You have to do your best to accommodate them. Talk to them and tell them that here, we do things this way, and try to find some happy medium where you can meet in the middle. Explain that combo decks aren't friendly, and offer to help Jake build some combo-ish decks that aren't auto-kills. Tell Alice that yes, she can win, and she's clearly the best player, but maybe she could play some sillier decks for awhile? She really has nothing left to prove.

If that doesn't bring them around, it may be time to say goodbye.

Witch_HunterI'm not saying to witch hunt, but there will be times when someone says, "I'm not having fun here" and your only legitimate response is, "Well, I'm sorry, but I don't think we can change enough to make it fun for them." Wish them well, clap them on the back, but let them go.

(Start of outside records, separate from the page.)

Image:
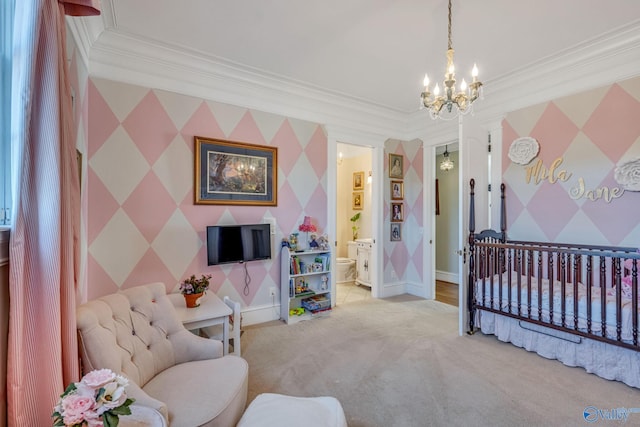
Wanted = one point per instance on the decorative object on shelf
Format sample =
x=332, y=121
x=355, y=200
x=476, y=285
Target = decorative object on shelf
x=306, y=227
x=523, y=150
x=323, y=242
x=193, y=289
x=305, y=284
x=293, y=241
x=396, y=232
x=358, y=180
x=447, y=163
x=354, y=228
x=627, y=174
x=397, y=190
x=325, y=283
x=235, y=173
x=98, y=399
x=396, y=166
x=313, y=241
x=357, y=199
x=462, y=99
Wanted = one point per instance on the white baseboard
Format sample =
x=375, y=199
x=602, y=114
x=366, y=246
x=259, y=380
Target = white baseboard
x=447, y=276
x=417, y=289
x=392, y=289
x=260, y=314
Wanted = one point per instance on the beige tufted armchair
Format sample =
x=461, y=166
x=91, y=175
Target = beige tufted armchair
x=136, y=333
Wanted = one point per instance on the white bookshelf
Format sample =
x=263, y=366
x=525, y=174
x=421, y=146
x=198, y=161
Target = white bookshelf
x=305, y=284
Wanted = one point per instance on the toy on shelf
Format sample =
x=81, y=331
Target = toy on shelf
x=296, y=311
x=293, y=241
x=323, y=242
x=302, y=287
x=325, y=283
x=313, y=244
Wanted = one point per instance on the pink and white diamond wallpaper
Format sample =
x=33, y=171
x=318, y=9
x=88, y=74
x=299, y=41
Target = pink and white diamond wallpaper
x=142, y=223
x=578, y=200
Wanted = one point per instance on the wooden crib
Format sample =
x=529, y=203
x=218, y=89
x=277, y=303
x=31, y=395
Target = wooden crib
x=572, y=302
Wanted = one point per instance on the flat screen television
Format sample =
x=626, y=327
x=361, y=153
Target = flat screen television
x=238, y=243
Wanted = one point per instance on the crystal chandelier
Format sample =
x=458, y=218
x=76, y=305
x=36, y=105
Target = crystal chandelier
x=447, y=163
x=462, y=99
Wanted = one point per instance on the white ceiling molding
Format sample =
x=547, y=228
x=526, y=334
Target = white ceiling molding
x=118, y=56
x=121, y=57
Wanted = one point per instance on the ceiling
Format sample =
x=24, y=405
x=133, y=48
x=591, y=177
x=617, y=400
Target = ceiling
x=371, y=52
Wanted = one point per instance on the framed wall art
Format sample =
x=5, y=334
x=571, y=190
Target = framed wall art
x=235, y=173
x=397, y=190
x=357, y=199
x=396, y=166
x=358, y=180
x=396, y=232
x=397, y=214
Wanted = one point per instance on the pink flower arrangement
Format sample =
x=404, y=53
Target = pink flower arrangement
x=306, y=225
x=96, y=401
x=626, y=281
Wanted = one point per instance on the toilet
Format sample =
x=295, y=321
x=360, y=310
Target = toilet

Anthony, in fact, wrote an excellent article on dealing with troublesome players. I can only refer you to it again, because he says it better than I can.

Have a Good Time

Remember that the main goal of casual Magic is not to win, but to have fun. If you're the sort of shy person who just mutely deals the cards, well, you're probably not going to be able to sustain a group.

Too many groups get together to play Magic and not much else. Almost every largish group has someone who's impatient to play the cards, but it's okay to take fifteen minutes to debate, say, whether twenty ninja midgets could beat up a polar bear in a cage match. That's the fun part. It is what people remember.

If you can, crack jokes. Smile a lot. If you act really happy to see everyone, you'll be surprised how often you'll be happy to see everyone, because people respond positively to a host who's thrilled to see them.

Encourage rounds of applause at good play. Give people the high-five for an amazingly cool combo, even when you're the one they just hosed. Lose with dignity, and set the tone for everyone else.

Give crazy prizes. We used to have "crap rare ante" in Anchorage, wherein at the beginning of every round players would ante up a Deep Water or an Adventurers' Guildhouse or a Rakalite. Whoever won got all the bad cards, autographed by the loser. Some cards had multiple autographs, or they'd just get torn up and used for tokens.

Your goal as the host should be to make sure everyone's smiling and involved. Crack jokes. Encourage friendships. Lend DVDs.

Have the best damn time you can. Really, that's the best advice I have to give.


* Fun fact: We had some new players over, and in my next column I referred to one of them as "Jonathan." The problem is, that wasn't actually his name. Thus, in order to cover up for my horrible memory for names, I now call every new player "Jonathan." This is how erstwhile comedians turn an awful public humiliation into a "running gag."


** Actually, Ben and I had discussed the idea of playing at the game store long beforehand, but it makes a better story if I tell it this way. And so Ben learns his first lesson about playing with me: if I think it'll make a better story, I will twist the facts. (But not the truth, I promise.)


*** Which, amazingly enough, I won. I may give the details on this later.


**** Major props to anyone who gets that obscure reference. Hint: Hagar.


***** It's only taken, what, a thousand words to get to the point? Sheesh, for a guy with no teeth I sure am running on at the mouth.


****** Two brief additions here; I actually couldn't have killed the Psionic Sliver, since there was a Crystalline Sliver out; I could have countered it. But saying that I could have countered something twice seemed so.... monotonous. It's also of interest that somehow, despite allowing these ludicrous plays, I managed to win both of those games. Weird, huh?